PROTESTS IN IRAN'S KURDISH REGION
Since countrywide protests erupted after the killing of Mahsa Amini by Iran’s “morality police” in September 2022, the Kurdish cities in northwestern Iran, such as Sanandaj and Mahabad, have faced a particularly severe security response. Residents describe a lockdown of their cities by military forces, as well as severe disruptions to key city services, including internet, phone, and even impacts to the water supply. Protests have endured, despite the Iranian security services’ intimidation tactics. In the past few days, dozens of protesters have reportedly been killed in the Kurdish region alone.
Today’s action targets key city officials of Sanandaj: Hassan Asgari (Asgari), the governor of Sanandaj, and Alireza Moradi (Moradi), the commander of LEF forces in Sanandaj. Prior to entering his role as governor of Sanandaj, Asgari was the commander of IRGC forces in Sanandaj. Asgari’s transition from a military role to governor is an example of the systematic spread of military control over cities. Moradi, as commander of the LEF in Sanandaj, has led the crackdown on protests in the city. When a 16-year-old protestor was reportedly killed by security forces in Sanandaj, Asgari and other officials stated she died of a drug overdose, potentially by suicide. Providing false alternative causes of death for protesters killed by security forces is a common tactic utilized by Iranian officials to evade accountability for their human rights abuses.
Asgari is being designated pursuant to E.O. 13553 for having acted or purported to act for or on behalf of, directly or indirectly, the IRGC. Moradi is being designated pursuant to E.O. 13553 for having acted or purported to act for or on behalf of, directly or indirectly, the LEF.
Today’s action also targets Mohammad Taghi Osanloo (Osanloo), the IRGC Ground Forces commander that oversees Iran’s West Azerbaijan province which includes the city of Mahabad. This is considered one of the IRGC’s most important commands.
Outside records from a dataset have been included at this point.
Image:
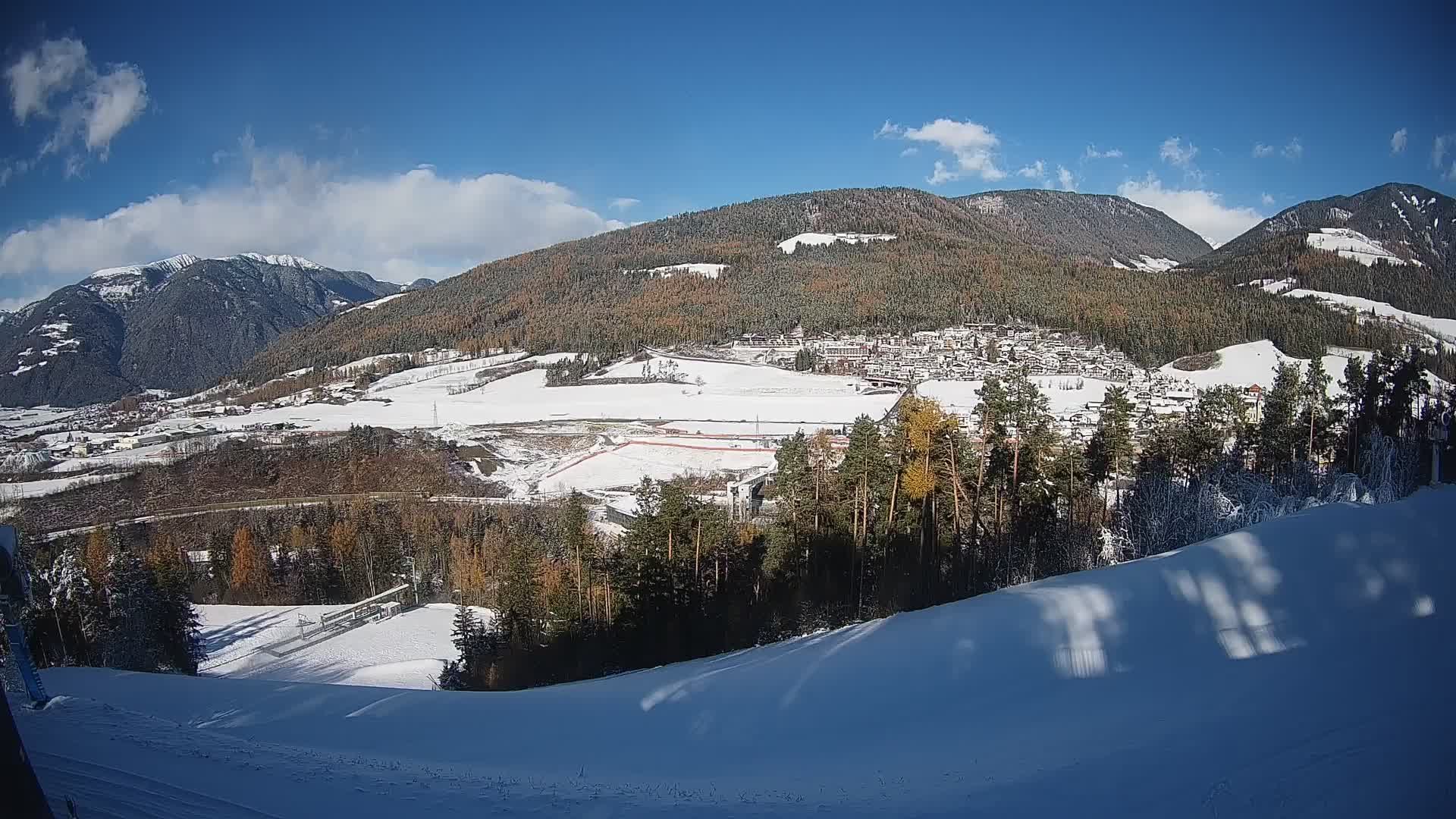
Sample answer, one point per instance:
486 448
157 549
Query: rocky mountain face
175 324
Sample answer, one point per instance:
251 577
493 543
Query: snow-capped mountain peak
166 265
281 260
121 284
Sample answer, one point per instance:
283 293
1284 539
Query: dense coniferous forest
949 264
366 460
916 512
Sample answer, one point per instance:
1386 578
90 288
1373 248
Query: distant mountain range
175 324
846 261
1094 228
1407 223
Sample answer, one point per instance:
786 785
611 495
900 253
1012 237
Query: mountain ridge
175 324
865 260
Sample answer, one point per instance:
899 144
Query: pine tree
133 615
463 632
1315 413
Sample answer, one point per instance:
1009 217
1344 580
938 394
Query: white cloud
1293 149
1034 171
970 143
1174 152
394 226
93 105
42 74
1199 210
941 174
1439 150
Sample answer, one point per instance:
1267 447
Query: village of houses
1059 360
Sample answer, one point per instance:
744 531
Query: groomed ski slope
402 651
1298 668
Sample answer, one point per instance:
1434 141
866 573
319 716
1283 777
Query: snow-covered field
730 392
1298 668
20 490
792 242
1062 392
1443 330
1147 264
1353 245
625 465
1256 363
402 651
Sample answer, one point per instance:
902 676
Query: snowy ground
728 392
1062 392
1256 363
402 651
1353 245
22 490
1299 668
1443 330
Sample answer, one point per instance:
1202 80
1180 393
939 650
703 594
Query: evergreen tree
1315 416
133 615
1111 447
1279 435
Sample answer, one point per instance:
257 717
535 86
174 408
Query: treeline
363 460
946 265
922 513
109 604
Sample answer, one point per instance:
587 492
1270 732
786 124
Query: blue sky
410 142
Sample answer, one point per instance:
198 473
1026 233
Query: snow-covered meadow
1301 667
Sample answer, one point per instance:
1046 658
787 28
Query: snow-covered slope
1298 668
402 651
1353 245
707 270
791 243
1238 365
1442 330
121 284
281 260
1149 264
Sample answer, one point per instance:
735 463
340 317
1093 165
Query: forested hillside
948 262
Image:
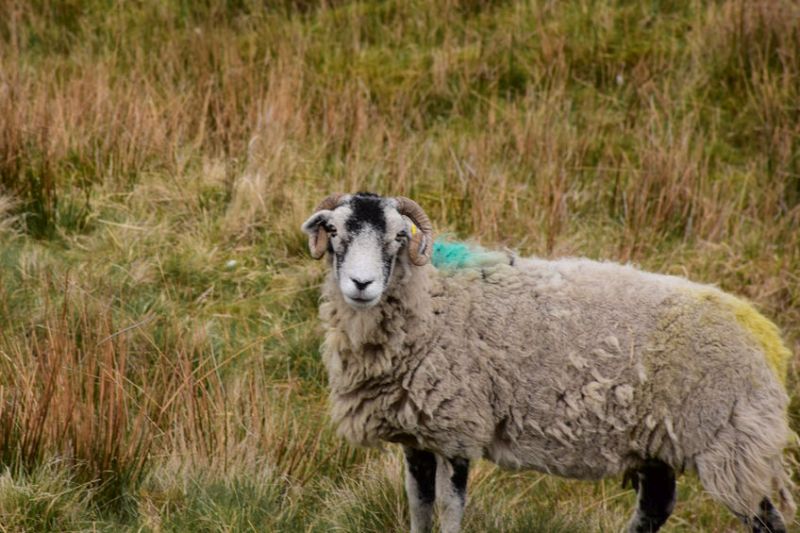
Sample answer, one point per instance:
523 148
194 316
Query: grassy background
159 365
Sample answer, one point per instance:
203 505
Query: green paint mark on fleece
454 255
763 332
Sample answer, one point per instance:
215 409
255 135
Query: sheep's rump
584 368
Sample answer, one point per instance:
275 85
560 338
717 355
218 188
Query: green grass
159 360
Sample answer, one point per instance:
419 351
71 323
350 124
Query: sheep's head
365 236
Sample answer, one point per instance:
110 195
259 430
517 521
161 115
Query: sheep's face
365 237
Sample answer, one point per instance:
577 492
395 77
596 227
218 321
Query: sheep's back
589 365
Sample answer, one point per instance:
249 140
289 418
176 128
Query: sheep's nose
361 285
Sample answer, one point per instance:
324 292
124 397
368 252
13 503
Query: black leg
420 487
451 491
655 483
769 520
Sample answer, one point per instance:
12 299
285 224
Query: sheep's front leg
451 491
420 487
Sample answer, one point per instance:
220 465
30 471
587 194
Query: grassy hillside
159 365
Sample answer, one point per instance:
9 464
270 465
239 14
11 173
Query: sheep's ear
314 227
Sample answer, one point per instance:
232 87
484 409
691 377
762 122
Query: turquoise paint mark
454 255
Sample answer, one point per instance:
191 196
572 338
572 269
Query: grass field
159 364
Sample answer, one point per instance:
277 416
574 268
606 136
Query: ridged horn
318 240
420 246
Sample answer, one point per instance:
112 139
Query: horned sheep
573 367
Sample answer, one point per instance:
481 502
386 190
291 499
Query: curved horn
421 245
318 240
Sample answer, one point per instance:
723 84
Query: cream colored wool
572 367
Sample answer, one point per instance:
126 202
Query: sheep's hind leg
420 488
451 491
655 483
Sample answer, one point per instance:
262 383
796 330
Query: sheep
573 367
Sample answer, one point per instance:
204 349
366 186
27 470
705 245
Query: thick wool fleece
572 367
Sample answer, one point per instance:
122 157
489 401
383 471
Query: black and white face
366 234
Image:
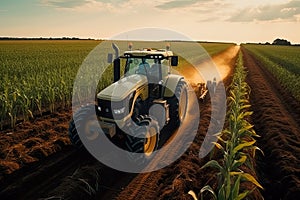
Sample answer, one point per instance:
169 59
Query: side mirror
174 60
110 58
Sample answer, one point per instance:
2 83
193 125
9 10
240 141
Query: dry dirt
37 161
276 119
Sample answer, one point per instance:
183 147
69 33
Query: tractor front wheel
143 139
178 104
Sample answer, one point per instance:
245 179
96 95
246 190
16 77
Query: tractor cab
152 63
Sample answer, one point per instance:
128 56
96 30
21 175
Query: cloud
64 3
69 4
178 4
280 12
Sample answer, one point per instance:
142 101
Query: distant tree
281 42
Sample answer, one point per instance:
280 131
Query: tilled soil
58 171
55 170
276 119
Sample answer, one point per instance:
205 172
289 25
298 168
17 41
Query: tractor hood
122 88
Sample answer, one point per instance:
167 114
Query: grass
237 145
38 76
283 62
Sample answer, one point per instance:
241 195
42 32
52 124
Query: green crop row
283 63
237 144
38 76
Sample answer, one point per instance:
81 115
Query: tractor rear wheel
178 104
144 141
85 120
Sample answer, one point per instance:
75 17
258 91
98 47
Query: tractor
139 104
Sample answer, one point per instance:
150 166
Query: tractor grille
106 109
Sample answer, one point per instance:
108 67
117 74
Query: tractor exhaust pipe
117 63
116 49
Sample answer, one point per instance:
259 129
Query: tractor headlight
119 111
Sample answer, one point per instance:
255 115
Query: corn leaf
243 145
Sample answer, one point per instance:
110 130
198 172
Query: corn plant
283 62
236 143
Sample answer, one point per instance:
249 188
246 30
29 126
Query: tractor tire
178 104
83 119
144 141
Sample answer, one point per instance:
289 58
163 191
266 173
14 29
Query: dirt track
30 179
276 120
72 175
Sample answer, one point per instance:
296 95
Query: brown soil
38 162
276 120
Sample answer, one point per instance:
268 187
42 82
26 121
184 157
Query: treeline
43 38
278 41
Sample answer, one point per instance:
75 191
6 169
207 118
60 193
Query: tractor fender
171 84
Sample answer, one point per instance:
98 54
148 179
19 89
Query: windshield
139 66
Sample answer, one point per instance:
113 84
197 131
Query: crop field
38 76
255 156
282 62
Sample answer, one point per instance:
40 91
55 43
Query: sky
205 20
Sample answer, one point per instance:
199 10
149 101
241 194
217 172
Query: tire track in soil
276 120
65 174
175 180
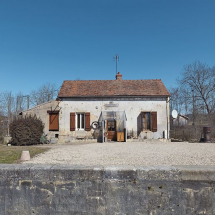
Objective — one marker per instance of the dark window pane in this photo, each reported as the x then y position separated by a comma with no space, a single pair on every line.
82,120
78,120
148,120
144,121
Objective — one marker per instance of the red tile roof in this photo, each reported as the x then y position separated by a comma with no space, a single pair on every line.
107,88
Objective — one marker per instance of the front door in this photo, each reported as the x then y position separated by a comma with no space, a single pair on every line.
111,128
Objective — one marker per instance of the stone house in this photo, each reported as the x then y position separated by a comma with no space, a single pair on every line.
181,120
107,110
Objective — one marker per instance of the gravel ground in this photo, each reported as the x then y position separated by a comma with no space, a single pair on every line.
130,153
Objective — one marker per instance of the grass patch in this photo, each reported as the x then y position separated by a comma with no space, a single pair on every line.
12,154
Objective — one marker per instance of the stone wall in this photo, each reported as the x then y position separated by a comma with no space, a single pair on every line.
57,189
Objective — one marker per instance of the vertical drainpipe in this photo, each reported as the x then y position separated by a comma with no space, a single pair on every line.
167,116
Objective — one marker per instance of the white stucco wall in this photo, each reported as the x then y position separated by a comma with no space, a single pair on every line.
41,112
132,107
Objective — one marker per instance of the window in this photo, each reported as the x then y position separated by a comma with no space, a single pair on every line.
146,121
53,120
80,121
149,121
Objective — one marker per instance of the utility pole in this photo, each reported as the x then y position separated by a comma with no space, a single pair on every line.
28,101
116,58
193,108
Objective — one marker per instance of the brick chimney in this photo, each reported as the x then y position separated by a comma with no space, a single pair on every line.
119,76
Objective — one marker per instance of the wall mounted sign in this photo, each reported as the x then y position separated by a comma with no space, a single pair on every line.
111,104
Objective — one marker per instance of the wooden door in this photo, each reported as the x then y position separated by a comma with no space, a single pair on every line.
111,129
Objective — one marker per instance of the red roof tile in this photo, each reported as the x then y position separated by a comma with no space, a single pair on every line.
104,88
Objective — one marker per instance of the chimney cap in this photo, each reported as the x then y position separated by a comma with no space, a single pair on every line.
119,76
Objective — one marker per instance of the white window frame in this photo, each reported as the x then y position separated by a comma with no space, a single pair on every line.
76,121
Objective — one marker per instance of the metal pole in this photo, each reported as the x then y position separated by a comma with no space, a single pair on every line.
193,109
28,101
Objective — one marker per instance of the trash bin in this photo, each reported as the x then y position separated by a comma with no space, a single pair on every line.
207,134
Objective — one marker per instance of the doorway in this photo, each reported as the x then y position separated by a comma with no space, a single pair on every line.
111,130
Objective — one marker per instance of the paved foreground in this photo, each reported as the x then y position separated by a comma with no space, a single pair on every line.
131,153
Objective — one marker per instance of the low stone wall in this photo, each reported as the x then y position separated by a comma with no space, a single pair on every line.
60,189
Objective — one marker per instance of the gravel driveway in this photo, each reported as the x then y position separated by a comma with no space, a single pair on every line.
130,153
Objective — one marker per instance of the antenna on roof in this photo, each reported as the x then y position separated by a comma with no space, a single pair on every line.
116,58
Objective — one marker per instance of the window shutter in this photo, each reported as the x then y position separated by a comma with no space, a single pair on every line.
72,121
53,122
141,121
154,121
87,122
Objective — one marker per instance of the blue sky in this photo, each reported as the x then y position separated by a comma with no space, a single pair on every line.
50,41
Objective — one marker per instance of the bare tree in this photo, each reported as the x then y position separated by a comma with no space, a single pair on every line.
45,93
198,84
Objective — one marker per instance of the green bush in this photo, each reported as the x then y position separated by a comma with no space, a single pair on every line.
26,131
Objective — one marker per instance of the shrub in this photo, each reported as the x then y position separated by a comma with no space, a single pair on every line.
26,131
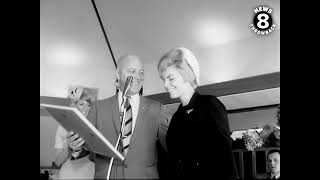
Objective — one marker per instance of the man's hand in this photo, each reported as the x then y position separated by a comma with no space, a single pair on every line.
75,141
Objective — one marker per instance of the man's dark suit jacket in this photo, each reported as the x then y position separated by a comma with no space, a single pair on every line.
141,160
199,142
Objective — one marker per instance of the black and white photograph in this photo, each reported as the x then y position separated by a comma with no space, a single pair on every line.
160,89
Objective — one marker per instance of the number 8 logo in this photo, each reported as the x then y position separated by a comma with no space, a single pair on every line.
263,23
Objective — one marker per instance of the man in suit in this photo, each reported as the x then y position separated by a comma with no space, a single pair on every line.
274,163
148,125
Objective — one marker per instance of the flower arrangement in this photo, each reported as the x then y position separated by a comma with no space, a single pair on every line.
252,140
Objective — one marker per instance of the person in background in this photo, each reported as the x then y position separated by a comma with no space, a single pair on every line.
145,123
274,164
198,137
73,158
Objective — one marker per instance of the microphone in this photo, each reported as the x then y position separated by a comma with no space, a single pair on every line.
127,85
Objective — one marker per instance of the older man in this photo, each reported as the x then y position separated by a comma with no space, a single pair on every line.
144,124
274,164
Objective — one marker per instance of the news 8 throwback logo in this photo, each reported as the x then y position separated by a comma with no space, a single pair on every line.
262,21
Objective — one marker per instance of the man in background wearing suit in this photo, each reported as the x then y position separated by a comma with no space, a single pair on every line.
146,124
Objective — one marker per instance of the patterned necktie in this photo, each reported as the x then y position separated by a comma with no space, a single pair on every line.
127,127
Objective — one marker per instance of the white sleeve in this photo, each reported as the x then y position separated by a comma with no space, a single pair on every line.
61,138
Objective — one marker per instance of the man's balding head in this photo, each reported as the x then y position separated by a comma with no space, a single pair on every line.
130,65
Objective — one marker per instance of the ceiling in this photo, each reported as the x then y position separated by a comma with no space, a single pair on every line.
73,49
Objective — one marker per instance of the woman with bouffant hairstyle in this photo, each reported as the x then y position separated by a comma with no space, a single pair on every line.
198,138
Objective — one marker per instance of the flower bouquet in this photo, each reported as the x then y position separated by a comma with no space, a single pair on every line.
252,140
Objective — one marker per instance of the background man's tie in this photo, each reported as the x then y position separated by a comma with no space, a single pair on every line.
127,128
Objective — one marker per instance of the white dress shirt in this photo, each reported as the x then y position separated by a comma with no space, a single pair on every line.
134,102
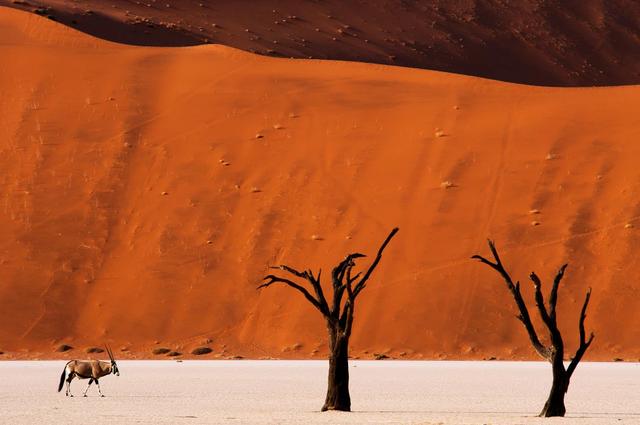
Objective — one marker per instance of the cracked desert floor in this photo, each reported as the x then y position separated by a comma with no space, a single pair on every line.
291,392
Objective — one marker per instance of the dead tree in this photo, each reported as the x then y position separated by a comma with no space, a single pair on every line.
554,353
338,316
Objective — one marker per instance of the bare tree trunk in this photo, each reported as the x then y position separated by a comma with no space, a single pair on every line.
555,352
338,397
338,314
555,403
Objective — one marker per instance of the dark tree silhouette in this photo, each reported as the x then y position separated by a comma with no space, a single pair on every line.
554,353
338,316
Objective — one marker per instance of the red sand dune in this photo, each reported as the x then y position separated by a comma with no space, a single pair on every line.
137,206
556,43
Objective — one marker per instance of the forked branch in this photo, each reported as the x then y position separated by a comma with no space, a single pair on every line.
524,316
584,343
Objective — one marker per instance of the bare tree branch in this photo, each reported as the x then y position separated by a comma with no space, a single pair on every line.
524,316
584,343
361,284
271,279
553,296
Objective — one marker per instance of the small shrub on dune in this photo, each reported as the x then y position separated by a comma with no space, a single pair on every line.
199,351
63,347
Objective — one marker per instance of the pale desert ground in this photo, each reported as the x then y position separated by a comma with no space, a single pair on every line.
291,392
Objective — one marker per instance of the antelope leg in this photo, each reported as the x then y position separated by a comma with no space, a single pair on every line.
90,382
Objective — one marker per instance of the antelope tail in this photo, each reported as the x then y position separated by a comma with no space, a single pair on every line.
64,373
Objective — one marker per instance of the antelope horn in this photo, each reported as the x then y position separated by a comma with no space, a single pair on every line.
109,352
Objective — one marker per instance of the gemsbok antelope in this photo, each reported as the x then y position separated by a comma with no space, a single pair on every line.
88,369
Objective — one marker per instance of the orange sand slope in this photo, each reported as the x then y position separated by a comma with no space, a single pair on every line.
139,204
558,43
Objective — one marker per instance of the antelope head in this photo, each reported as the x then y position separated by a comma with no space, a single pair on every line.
114,366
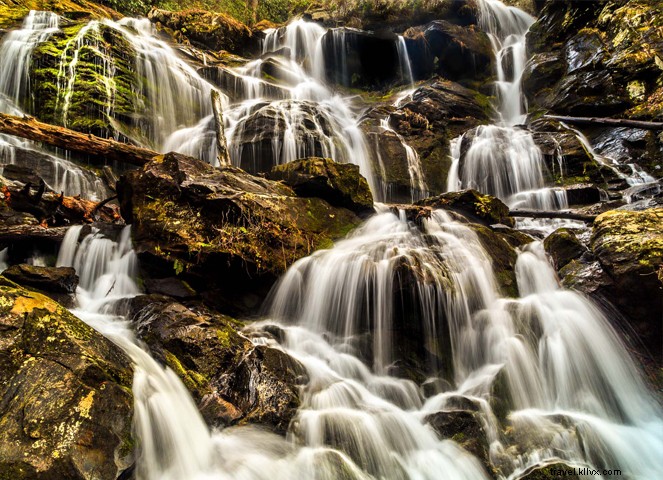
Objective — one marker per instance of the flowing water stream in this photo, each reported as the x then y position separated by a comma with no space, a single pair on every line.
543,370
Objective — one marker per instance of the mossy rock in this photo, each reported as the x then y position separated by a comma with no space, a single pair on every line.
226,225
563,246
629,247
67,404
231,379
339,184
477,207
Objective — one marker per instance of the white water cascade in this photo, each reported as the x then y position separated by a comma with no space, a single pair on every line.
568,387
16,51
502,159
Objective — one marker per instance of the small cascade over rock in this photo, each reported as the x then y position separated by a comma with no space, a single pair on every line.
16,52
502,159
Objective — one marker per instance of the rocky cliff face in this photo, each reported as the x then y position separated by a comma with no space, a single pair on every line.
66,393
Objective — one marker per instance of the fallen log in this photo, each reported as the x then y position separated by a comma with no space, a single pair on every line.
25,234
552,214
32,129
613,122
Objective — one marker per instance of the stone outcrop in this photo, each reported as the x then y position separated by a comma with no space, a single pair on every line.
207,30
629,248
232,380
66,393
339,184
196,221
427,121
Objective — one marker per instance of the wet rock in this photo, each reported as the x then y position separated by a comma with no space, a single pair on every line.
398,16
452,51
66,393
361,59
563,246
629,247
232,380
254,139
426,121
582,194
210,30
339,184
58,283
549,471
171,287
464,427
477,207
596,58
223,231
In recent days, the IRGC has deployed additional forces to Kurdish cities in Iran, including Mahabad, in response to the ongoing protests.
Osanloo is being designated pursuant to E.O. 13553 for having acted or purported to act for or on behalf of, directly or indirectly, the IRGC.
SANCTIONS IMPLICATIONS
As a result of today’s action, all property and interests in property of these persons that are in the United States or in the possession or control of U.S. persons must be blocked and reported to OFAC. In addition, any entities that are owned, directly or indirectly, 50 percent or more by one or more blocked persons are also blocked. OFAC regulations generally prohibit all dealings by U.S. persons or within the United States (including transactions transiting the United States) that involve any property or interests in property of blocked or designated persons.
In addition, persons that engage in certain transactions with the persons designated today may themselves be exposed to sanctions or subject to an enforcement action. Furthermore, unless an exception applies, any foreign financial institution that knowingly facilitates a significant transaction or provides significant financial services for any of the persons designated today could be subject to U.S. sanctions.
The power and integrity of OFAC sanctions derive not only from OFAC’s ability to designate and add persons to the Specially Designated Nationals and Blocked Persons List (SDN List), but also from its willingness to remove persons from the SDN List consistent with the law. The ultimate goal of sanctions is not to punish, but to bring about a positive change in behavior. For information concerning the process for seeking removal from an OFAC list, including the SDN List, please refer to OFAC’s Frequently Asked Question 897.